Weights Metrics #340

ElliotStein · 2024-06-03T11:28:07Z

Implemented:

Framework to compute metrics based on layer weights using existing mergekit infrastructure (run_measure is based on run_merge, metric_methods based on merge_methods etc).
plot_tools.MetricsHandler to load metrics output, process and interact with statistics.
plot_tools.ModelGraph to generate a graph to represent the model structure, with node level statistics visible by hovering over a node, and more detailed stats (histograms, rather than means) available by clicking on a node.
run_metrics.py ties everything together and generates an interactive dashboard displaying the ModelGraph graph.

Not Implemented:

Split layers into individual heads
Activation based metrics
Unit tests

…methods

… to plot (simple) interactive graph

…yers. heatmaps for other metrics.

…yer name

cg123 · 2024-06-16T22:26:39Z

run_metrics.py

This file should probably be in mergekit/scripts.

Also would be good to use click to turn the hardcoded values into arguments.
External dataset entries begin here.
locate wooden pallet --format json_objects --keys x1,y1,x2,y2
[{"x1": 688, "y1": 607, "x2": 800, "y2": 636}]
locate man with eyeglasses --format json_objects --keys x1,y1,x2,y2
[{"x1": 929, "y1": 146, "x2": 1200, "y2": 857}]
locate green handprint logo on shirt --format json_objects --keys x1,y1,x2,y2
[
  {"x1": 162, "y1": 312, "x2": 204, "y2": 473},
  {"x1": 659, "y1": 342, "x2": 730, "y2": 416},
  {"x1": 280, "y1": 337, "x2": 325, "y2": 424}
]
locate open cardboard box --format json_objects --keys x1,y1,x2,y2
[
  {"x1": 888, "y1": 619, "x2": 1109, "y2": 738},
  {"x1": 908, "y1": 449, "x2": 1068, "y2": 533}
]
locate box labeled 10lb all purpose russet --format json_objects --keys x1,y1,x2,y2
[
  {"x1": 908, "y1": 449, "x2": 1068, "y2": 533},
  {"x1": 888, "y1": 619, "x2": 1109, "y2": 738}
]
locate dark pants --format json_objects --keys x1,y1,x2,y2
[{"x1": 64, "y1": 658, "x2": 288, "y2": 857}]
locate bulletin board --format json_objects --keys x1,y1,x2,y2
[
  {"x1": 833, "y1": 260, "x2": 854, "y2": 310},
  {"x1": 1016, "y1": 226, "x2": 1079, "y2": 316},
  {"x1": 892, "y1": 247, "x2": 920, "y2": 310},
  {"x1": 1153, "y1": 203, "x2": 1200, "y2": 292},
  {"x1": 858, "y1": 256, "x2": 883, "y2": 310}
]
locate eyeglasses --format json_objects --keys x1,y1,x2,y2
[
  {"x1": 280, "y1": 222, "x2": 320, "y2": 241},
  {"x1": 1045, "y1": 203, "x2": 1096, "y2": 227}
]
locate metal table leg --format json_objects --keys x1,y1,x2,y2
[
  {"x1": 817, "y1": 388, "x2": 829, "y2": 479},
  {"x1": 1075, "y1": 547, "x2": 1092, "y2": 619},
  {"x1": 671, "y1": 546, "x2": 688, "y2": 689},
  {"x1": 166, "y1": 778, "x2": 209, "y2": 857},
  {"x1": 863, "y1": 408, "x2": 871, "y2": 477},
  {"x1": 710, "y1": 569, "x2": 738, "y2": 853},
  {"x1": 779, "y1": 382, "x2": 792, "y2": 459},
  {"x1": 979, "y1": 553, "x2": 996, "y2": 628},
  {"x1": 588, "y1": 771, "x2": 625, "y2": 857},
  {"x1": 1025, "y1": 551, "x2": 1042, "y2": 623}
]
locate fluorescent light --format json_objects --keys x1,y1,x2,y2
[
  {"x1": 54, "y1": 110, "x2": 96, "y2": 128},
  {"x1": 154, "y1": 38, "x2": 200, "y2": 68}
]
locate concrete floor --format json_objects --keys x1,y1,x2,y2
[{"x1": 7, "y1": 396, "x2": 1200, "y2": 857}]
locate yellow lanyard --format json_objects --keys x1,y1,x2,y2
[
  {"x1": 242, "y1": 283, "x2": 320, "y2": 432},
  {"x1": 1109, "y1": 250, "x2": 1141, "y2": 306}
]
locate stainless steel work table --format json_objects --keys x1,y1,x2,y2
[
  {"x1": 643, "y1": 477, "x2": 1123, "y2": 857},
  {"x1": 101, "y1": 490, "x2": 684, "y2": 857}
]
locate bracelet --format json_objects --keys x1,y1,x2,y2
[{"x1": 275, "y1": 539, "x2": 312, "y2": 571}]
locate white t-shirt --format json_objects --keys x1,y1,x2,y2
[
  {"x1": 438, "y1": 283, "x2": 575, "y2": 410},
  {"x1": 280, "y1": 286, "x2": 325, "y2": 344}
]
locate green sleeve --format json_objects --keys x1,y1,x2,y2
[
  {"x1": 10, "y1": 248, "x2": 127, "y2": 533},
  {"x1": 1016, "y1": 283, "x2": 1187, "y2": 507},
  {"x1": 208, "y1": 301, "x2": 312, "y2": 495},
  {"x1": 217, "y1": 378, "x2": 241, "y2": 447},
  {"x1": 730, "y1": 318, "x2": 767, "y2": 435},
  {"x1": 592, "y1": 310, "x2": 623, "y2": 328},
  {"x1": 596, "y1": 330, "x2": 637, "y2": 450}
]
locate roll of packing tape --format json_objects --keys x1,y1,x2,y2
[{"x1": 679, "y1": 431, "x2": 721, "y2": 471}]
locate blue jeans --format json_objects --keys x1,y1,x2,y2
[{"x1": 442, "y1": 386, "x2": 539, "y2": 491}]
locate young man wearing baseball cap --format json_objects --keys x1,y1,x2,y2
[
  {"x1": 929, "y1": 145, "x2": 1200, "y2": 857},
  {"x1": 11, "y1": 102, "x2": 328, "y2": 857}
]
cg123 · 2024-06-16T22:27:50Z

mergekit/plot_tools/plot_tools.py

+from typing import List, Dict, Optional, Any, Tuple
+from mergekit.graph import Task
+import networkx as nx
+import plotly.graph_objects as go


We should capture these new dependencies in pyproject.toml. Probably under a feature, so headless installs don't need to bring them in.

cg123 · 2024-06-16T22:29:45Z

mergekit/plan.py

            )
-        finalize = FinalizeModel(


Totally fine to not do the finalize task when we're doing metrics, but this is needed for merges - I think as is this makes merges not write out correctly.

cg123 · 2024-06-16T22:30:37Z

mergekit/metric_methods/all_metrics.py

+        **_kwargs,
+    ) -> Task:
+
+        if 'self_attn' in output_weight.name:


Down the line we probably want this split to be done based on new fields in ArchitectureInfo but this is good for now!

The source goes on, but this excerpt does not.